At the time, the sector – Singapore’s largest industry – contributed about 21 per cent, or around S$106 billion (US$78.7 billion), of the total GDP. It hired 450,000 workers, or around 12 per cent of the workforce.
The sector has since grown by 17 per cent to about S$125 billion, or 18.6 per cent of the total GDP, in 2023.
However, firms told CNA that despite their best efforts to keep up with the latest trends and technology, external factors and a lack of manpower have made it tougher for them to stay competitive globally.
The Israel-Hamas war as well as the Red Sea crisis, which have been going on for six months, have caused import costs to rise by about 20 per cent. This has in turn led to higher production costs.
DELAY IN SHIPMENT
Homegrown gourmet tea brand Gryphon Tea pumped in S$250,000 to upgrade its packaging process and cater to an eco-friendlier population.
It now uses recyclable paper and plastics to make its tea bags, which can biodegrade in a shorter period of time compared to conventional plastics. Â It also uses compostable tea bags, which are plant-based and more environmentally friendly.
The company also installed solar panels to use more renewable energy and save costs in the long run. It has invested in automation, including robotics, in its production line, saving an average of 30 per cent in manpower costs that it can plough back into retraining workers.
However, the brand’s founder and executive director, Mr Lim Tian Wee, said a typical shipment coming from Europe now takes two months – up from the typical one month.
“I think with the Red Sea crisis and what’s happening in the Middle East, Singapore companies are having to deal with a much more complex supply chain,” he added.
“(Shipment delay) is a big problem for companies like us who are buying raw materials that are plant-based, so we are trying to solve this problem as best as we can. But we understand that this situation may last much longer than we would like it to.”
Mr Lim estimated that the company’s supply chain costs will increase by about 15 to 20 per cent.
“Overall, it’s not a great time … for food manufacturers, but we will do our best in terms of managing the whole issue,” he said.
“FULL ARRAY” OF GOVT SUPPORT
SMF president Lennon Tan said the challenge of rising costs is not new or unique to Singapore. But in Singapore’s context, there is a “full array” of government support to help manufacturing firms.
Manufacturers can also look at diversifying their supply chain and digitising processes, so they are less dependent on human labour and just one source, said Mr Tan.

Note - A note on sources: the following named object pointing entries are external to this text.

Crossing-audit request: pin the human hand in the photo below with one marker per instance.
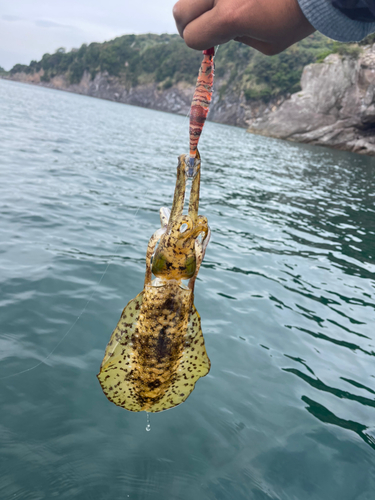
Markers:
(269, 26)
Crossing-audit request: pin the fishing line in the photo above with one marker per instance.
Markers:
(71, 326)
(66, 334)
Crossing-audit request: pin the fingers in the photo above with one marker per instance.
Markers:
(213, 27)
(185, 11)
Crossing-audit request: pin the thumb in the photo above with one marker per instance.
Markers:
(209, 29)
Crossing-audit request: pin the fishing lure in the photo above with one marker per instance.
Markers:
(201, 100)
(157, 353)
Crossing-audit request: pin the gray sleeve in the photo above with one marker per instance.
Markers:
(332, 23)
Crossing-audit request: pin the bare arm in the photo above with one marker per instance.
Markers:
(269, 26)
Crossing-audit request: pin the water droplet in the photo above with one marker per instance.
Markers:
(148, 426)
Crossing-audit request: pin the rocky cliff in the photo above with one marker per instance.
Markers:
(336, 106)
(231, 109)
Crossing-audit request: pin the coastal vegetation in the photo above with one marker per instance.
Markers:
(166, 60)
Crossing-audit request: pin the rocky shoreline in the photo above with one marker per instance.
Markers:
(335, 108)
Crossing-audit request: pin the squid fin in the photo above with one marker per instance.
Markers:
(193, 365)
(115, 370)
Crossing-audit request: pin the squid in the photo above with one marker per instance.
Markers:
(157, 351)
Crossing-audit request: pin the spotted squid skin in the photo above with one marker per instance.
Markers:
(157, 352)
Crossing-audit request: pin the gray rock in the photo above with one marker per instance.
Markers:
(336, 106)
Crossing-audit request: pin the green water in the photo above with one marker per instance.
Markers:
(286, 295)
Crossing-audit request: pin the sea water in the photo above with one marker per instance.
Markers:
(286, 295)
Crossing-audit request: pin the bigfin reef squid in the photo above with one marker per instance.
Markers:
(157, 352)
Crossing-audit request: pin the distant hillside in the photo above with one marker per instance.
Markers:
(334, 107)
(166, 60)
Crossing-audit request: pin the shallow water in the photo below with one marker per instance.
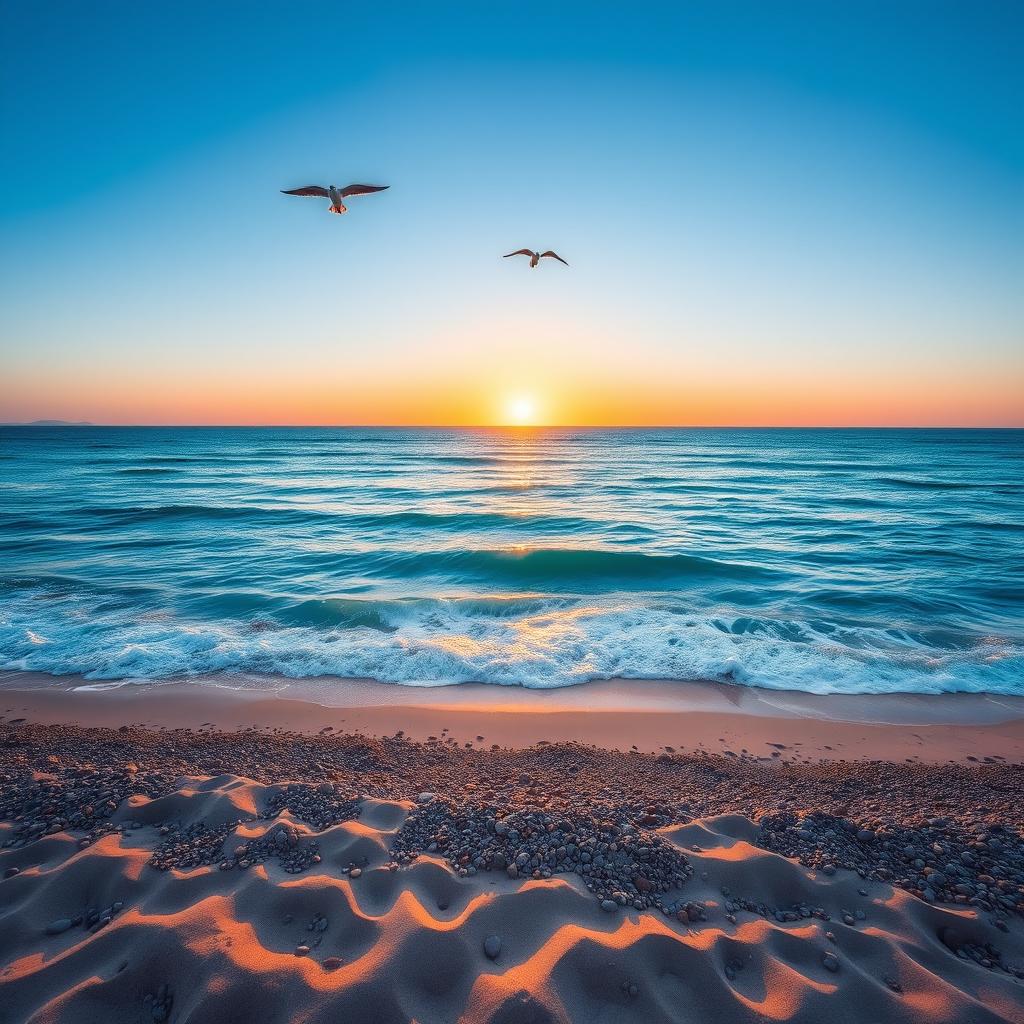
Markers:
(823, 560)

He noted that the sector has always faced a lack of skilled labour, with many engineers choosing to go to other industries like IT and finance.

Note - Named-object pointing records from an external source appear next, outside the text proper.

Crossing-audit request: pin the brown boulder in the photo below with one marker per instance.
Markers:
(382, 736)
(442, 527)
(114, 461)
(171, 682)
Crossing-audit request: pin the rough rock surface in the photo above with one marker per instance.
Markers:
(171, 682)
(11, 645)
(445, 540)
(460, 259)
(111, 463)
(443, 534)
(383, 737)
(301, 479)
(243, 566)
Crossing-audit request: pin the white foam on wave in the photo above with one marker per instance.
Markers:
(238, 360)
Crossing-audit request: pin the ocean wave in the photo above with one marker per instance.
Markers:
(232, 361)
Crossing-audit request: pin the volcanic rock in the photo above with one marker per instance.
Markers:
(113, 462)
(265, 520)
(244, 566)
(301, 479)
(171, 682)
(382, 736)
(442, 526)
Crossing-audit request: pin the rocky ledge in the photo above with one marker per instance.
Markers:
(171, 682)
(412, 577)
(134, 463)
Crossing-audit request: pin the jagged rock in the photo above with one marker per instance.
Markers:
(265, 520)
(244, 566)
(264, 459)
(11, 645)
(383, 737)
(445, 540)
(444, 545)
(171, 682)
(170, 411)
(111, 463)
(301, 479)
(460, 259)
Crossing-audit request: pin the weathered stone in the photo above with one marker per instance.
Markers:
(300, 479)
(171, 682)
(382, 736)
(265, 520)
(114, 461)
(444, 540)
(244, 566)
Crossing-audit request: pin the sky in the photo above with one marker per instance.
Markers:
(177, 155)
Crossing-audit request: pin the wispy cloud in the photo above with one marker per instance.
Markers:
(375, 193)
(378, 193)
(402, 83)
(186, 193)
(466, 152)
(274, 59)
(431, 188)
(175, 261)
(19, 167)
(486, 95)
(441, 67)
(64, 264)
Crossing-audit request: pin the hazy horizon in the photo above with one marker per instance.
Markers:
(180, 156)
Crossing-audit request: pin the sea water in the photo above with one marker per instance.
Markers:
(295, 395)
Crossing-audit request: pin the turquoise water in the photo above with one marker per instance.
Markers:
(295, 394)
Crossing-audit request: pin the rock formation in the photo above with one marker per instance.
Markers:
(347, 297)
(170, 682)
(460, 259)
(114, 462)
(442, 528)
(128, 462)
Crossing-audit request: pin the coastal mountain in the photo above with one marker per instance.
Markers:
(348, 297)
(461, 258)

“We need to also let engineers have more opportunity to be a little bit more on your entrepreneur side, so they can also have that vision to have innovation to create products of their own. I think this will help the overall manufacturing sector,” he said.

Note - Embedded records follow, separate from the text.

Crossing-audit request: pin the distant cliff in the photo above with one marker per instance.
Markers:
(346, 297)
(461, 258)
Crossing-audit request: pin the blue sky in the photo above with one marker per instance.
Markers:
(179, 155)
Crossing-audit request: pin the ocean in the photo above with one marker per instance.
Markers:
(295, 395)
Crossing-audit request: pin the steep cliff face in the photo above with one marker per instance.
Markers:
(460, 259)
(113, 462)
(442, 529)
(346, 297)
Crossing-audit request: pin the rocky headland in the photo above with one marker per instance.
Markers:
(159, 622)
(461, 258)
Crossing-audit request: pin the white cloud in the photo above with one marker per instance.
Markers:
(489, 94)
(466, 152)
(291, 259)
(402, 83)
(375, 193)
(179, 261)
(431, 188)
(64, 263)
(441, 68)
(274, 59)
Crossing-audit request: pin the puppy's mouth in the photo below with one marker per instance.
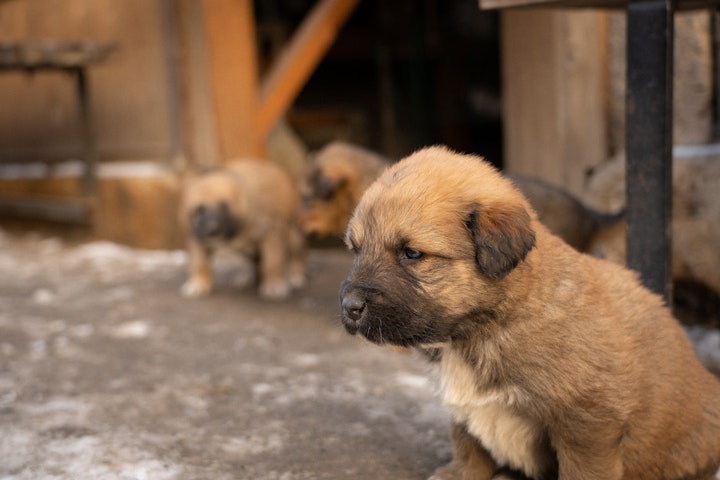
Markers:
(385, 322)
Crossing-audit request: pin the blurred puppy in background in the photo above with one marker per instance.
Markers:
(250, 207)
(335, 179)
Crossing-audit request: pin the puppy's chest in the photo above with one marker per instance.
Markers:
(494, 417)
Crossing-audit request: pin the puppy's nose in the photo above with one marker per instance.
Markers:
(353, 306)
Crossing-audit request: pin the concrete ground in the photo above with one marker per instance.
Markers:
(106, 372)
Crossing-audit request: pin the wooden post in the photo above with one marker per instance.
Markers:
(297, 61)
(230, 27)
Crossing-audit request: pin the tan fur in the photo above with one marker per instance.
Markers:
(553, 363)
(263, 200)
(334, 181)
(349, 170)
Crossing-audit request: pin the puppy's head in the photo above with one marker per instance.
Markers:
(334, 181)
(436, 239)
(326, 203)
(212, 208)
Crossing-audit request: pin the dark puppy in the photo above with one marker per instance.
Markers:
(248, 207)
(553, 363)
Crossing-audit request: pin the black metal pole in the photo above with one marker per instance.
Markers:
(649, 142)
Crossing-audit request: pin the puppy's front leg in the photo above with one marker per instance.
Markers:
(200, 278)
(273, 257)
(470, 459)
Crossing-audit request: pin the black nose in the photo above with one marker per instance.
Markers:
(353, 306)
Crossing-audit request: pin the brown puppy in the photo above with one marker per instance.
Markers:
(339, 174)
(554, 364)
(249, 207)
(335, 180)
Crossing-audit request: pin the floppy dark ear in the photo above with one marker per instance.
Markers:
(325, 187)
(502, 237)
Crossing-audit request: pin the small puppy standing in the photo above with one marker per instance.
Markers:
(553, 364)
(341, 172)
(335, 180)
(249, 207)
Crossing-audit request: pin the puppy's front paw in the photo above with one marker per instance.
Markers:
(275, 290)
(195, 287)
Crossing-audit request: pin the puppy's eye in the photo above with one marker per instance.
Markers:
(411, 254)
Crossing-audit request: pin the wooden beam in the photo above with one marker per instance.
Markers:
(230, 28)
(298, 60)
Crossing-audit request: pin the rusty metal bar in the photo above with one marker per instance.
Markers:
(649, 142)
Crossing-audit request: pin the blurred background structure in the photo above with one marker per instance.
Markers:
(188, 84)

New schemes to pair up multinational corporations (MNCs) with local firms could help to ease some of these pressures, Mr Tan noted.
Bigger companies can parachute their talent in and train Singaporeans, for instance, or invest in research and development to drive the manufacturing sector forward.
"The MNCs come in bringing billions of dollars of investment, bringing in the technology, bringing jobs, bringing know-how. I think the impact for the manufacturing sector is larger compared to a SME trying to expand, or grow organically into the region and so on,” Mr Tan said.
The association has been pushing its members to look overseas due to the small size of Singapore’s market, he added.Â
“Scary it might be, but I think it’s necessary to go out there, establish yourself and do business there as a manufacturer contributing towards that country and that market.”